I have a dataframe of construction titles and names arranged in a random order (but someone's name is always in the cell to the right of their title) like so:
contact_1_title contact_1_name contact_2_title contact_2_name contact_3_title contact_3_name contact_4_title contact_4_name
0 owner_architect joe other_string other_string other_string other_string other_string other_string
1 other_string other_string architect jack other_string other_string other_string other_string
2 other_string other_string other_string other_string other_string other_string self_cert_architect mary
3 other_string other_string other_string other_string owner phil other_string other_string
4 contractor sarah other_string other_string other_string other_string other_string other_string
5 other_string other_string expeditor kate other_string other_string other_string other_string
I want to pull every title with the word "architect" in it and insert it into its own, new column.

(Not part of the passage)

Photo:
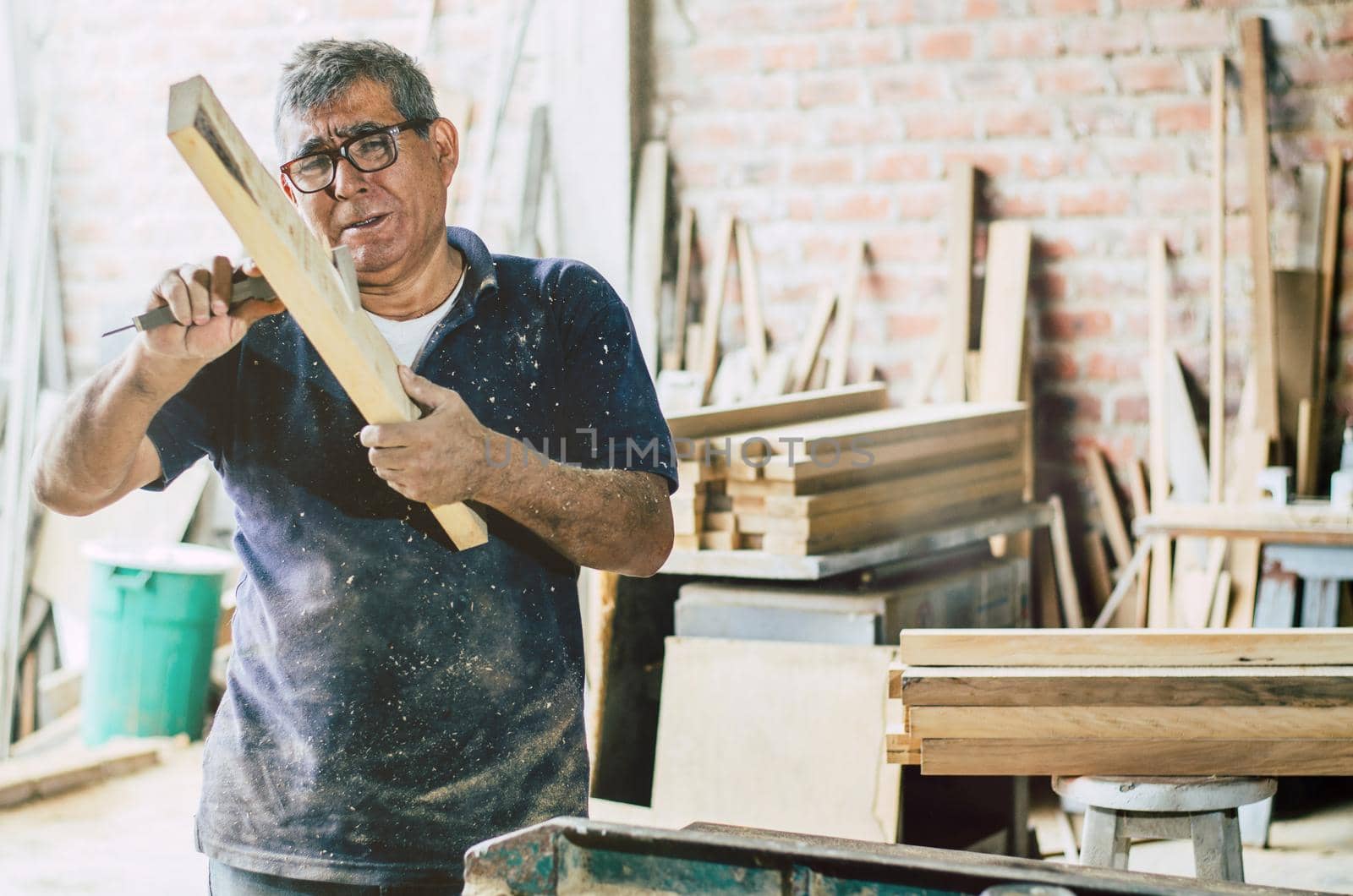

I also want to pull every name in the cell immediately to the right and insert it into its own column as well. My desired output:
arch_title_col arch_name_col
0 owner_architect joe
1 architect jack
2 self_cert_architect mary
I'm at a loss as to how to go about this. I tried working with iterrtuples()
but I didn't get very far.
CodePudding user response:
What you need is pd.wide_to_long, but I couldn't get the syntax right for how your columns are formatted. So here it is manually:
title = pd.concat([df[col] for col in df.filter(like='title')], axis=0)
name = pd.concat([df[col] for col in df.filter(like='name')], axis=0)
df = pd.concat([title, name], axis=1)
df.columns = ['title', 'name']
Now that we have things in a good format, it's a simple check:
out = df[df.title.str.contains('architect')]
print(out)
Output:
title name
0 owner_architect joe
1 architect jack
2 self_cert_architect mary
I promise you that 99% of the time, iter...
is not what you want, and there is a far better panda's specific way to do whatever you want to do.